Prokuratura odmówiła wszczęcia śledztwa w sprawie Roberta Biedronia, prezydenta Słupska, który usunął ze ściany obrazek z wizerunkiem Jana Pawła II. Biedroń zdjął obraz papieża ze ściany swojego gabinetu, a Ogólnopolski Komitet Obrony przed Sektami zgłosił sprawę śledczym, sugerując, że polityk dopuścił się przestępstwa. Biedroń nie złamał prawa.
Przedstawicieli
Komitetu Obrony przed Sektami oburzyło też to, że Biedroń nie pozwolił na wywieszenie wizerunku papieża w rocznicę jego śmierci. Z kolei obraz Jana Pawła II w gabinecie prezydenta Słupska był spadkiem po poprzedniku - Macieju Kobylińskim, który nadal również papieżowi tytuł Honorowego Obywatela Słupska. Sam
Biedroń, kiedy sprawa nabrała rozgłosu, tłumaczył, że ma ważniejsze sprawy "niż portret papieża w gabinecie".

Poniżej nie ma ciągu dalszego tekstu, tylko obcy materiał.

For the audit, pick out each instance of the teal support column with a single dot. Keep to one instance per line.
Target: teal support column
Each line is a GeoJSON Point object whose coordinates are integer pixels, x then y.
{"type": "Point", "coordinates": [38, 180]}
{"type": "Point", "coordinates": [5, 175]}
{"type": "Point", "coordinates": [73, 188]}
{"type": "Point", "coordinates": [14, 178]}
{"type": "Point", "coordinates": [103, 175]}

Ku niezadowoleniu stowarzyszenia, które złożyło do Prokuratury zawiadomienie, jej pracownicy stwierdzili, że nie dość, że nie doszło do przestępstwa, to jeszcze nie może być mowy o "wyszydzaniu", czy okazywaniu "lekceważącego stosunku przedmiotowi czci religijnej". Ryszard Nowak, przewodniczący ogólnopolskiego komitetu nie daje jednak za wygraną i już zapowiada, że złoży odwołanie.